Fin du feuilleton ou nouveau rebondissement dans le refus par le maire de Champlan d'inhumer un bébé rom dans son cimetière. Après la révélation, la polémique et le Défenseur des droits saisi d'office, Christian Leclerc, l'édile de cette commune de l'Essonne, a présenté ses excuses pour "l'erreur administrative subie par la famille endeuillée" dans un communiqué ce dimanche soir.

Depuis samedi, l'Association de solidarité en Essonne avec les familles roumaines et roms (ASEFRR) accuse le maire de Champland'avoir refusé que le bébé de deux mois et demi, issue d'une famille rom, soit enterré sur sa commune.

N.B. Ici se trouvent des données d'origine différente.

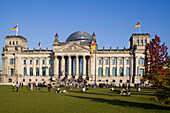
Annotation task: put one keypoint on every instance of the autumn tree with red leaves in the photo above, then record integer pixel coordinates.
(155, 61)
(157, 71)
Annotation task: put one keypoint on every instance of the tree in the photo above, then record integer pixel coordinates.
(155, 61)
(156, 70)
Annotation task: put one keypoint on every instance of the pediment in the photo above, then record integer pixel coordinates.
(73, 48)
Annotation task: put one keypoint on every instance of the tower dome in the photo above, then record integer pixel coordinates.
(80, 36)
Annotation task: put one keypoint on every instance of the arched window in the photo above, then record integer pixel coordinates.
(141, 71)
(100, 72)
(43, 71)
(127, 71)
(120, 71)
(107, 72)
(113, 71)
(50, 71)
(25, 71)
(31, 71)
(141, 61)
(37, 71)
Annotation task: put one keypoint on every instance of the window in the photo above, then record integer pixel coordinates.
(12, 71)
(141, 71)
(145, 41)
(43, 61)
(141, 61)
(107, 62)
(100, 61)
(24, 61)
(120, 71)
(31, 71)
(49, 61)
(127, 71)
(30, 61)
(137, 41)
(50, 71)
(36, 61)
(12, 61)
(113, 72)
(120, 61)
(25, 71)
(114, 62)
(107, 72)
(37, 71)
(43, 71)
(141, 41)
(100, 72)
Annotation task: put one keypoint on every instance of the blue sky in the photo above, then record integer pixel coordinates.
(112, 20)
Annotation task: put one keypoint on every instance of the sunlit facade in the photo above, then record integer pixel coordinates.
(71, 60)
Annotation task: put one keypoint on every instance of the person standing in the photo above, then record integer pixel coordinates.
(17, 86)
(13, 84)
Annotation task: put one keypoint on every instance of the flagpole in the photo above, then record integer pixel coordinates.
(17, 30)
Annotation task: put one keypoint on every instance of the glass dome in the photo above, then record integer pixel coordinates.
(80, 36)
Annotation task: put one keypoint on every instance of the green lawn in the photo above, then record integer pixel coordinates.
(93, 101)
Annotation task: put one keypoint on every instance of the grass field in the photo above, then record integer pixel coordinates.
(93, 101)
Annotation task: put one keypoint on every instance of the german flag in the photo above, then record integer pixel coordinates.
(93, 47)
(15, 28)
(137, 25)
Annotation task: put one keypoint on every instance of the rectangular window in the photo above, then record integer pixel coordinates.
(100, 61)
(120, 61)
(114, 62)
(43, 61)
(24, 61)
(49, 61)
(107, 62)
(36, 61)
(141, 41)
(30, 61)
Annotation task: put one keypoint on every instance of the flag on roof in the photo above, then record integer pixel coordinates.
(93, 47)
(15, 28)
(39, 44)
(137, 25)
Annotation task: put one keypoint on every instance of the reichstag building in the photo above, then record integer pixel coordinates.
(71, 60)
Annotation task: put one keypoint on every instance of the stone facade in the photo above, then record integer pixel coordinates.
(71, 60)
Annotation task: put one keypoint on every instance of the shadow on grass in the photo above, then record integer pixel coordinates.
(91, 93)
(124, 103)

Mais dans une interview accordée dimanche à BFMTV, le Christian Leclerc réfute cette version des faits.

Le maire souhaite "vivement" que l'inhumation soit à Champlan

Le maire persiste à dire qu'il n'a jamais refusé cet enterrement, mais déplore cette fameuse "erreur administrative" et "porte l'entière responsabilité des dysfonctionnements manifestes qui ont pu être commis dans l'instruction de la demande d'inhumation".

Visiblement, la polémique l'a touché puisqu'il "souhaite vivement" que l'enterrement puisse avoir lieu à Champlan. L'inhumation étant prévue lundi à Wissous. Enfin, Christian Leclerc s'en prend aussi à " l'instrumentalisation politique de la tragédie traversée par cette famille".